Don’t cheat. It should be that simple. I guess it depends on what you consider cheating, but Major League Baseball has made it clear on what it deems as such. The Chicago Cubs Tanner Griggs was suspended for 50 games after a positive test for amphetamines. He spent last season with Class-A Eugene after a promotion from rookie ball. Why would you work so hard to get to that point, just to risk it for what is essentially a caffeine high?

Griggs isn’t the first and he won’t be the last to suffer a suspension at the hands of poor judgement. But it beckons me to ask why? Why would you? And if you tell me you didn’t know, I call BS. I’m not a professional athlete, but I keep an eye on what I put in my body. If something is that questionable, I pass on it. Why are more professional ballplayers not doing the same?

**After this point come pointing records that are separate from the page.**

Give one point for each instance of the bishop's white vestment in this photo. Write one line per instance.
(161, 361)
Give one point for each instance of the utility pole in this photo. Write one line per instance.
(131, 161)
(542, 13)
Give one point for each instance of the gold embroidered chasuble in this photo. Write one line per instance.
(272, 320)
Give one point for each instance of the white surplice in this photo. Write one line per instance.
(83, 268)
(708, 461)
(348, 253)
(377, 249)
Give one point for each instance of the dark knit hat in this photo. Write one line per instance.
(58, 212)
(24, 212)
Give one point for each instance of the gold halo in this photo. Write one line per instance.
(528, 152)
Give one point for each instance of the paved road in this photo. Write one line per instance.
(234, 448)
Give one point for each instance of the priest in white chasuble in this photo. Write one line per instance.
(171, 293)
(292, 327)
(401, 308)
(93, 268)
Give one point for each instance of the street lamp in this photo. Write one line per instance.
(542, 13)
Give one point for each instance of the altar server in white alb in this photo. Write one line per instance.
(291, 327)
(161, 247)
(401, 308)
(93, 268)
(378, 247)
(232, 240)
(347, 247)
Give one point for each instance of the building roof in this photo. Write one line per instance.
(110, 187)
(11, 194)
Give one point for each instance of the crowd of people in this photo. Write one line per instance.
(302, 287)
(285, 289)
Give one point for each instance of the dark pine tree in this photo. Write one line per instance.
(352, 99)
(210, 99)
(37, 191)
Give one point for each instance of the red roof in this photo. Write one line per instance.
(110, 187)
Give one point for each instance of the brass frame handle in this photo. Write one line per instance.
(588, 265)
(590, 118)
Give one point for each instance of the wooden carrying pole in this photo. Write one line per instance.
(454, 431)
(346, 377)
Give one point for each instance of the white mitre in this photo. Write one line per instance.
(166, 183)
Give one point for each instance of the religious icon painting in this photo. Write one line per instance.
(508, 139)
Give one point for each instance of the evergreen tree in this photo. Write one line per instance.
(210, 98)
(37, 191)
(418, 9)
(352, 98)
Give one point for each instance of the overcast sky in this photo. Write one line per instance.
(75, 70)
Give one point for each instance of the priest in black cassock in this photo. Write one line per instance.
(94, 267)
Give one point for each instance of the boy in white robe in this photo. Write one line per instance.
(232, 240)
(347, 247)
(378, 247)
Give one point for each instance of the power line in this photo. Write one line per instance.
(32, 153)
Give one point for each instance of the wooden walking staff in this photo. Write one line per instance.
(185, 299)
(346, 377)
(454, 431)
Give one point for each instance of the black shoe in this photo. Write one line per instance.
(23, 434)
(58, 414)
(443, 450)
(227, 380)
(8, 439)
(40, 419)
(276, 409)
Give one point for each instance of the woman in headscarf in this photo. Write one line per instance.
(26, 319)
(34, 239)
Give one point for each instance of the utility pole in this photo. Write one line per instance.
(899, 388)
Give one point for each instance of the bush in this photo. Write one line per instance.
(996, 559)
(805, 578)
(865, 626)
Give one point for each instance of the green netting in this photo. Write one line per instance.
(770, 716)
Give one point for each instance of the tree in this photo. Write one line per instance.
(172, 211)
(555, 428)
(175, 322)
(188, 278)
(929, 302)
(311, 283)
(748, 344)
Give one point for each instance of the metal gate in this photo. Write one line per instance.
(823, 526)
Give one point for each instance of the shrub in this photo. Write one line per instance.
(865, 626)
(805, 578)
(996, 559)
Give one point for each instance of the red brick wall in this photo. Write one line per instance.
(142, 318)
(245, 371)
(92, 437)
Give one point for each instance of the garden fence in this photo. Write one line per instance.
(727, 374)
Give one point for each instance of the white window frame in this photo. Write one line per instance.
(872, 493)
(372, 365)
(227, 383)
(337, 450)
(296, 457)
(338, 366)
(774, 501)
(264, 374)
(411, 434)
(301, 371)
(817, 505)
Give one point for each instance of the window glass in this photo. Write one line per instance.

Easy answer. Pressure to succeed. Everyone wants to be the next Kris Bryant. In order to do so, you have to get noticed. With so many talented players in the game today in farm systems, some simply try to cut corners to make that jump from nobody to the next big thing.

This isn’t to say that was the case with Griggs. He really may have made a poor decision and is left with the consequences of it. But the game of baseball is something to be honored. Many of us have played it on some level and have a certain respect for it. We may not have made it past high school ball, or college ball–but we worked our tails off to get better. And at some point we came to the conclusions that maybe the end was near as far as the game was concerned.

I say I would have given anything to play minor league baseball, but then I hear how little they make and I wonder if that would have been worth it. And for those who do–who find themselves toiling in anonymity–it becomes a little bit easier to make that choice to “cheat” instead of putting in the extra work to make things happen.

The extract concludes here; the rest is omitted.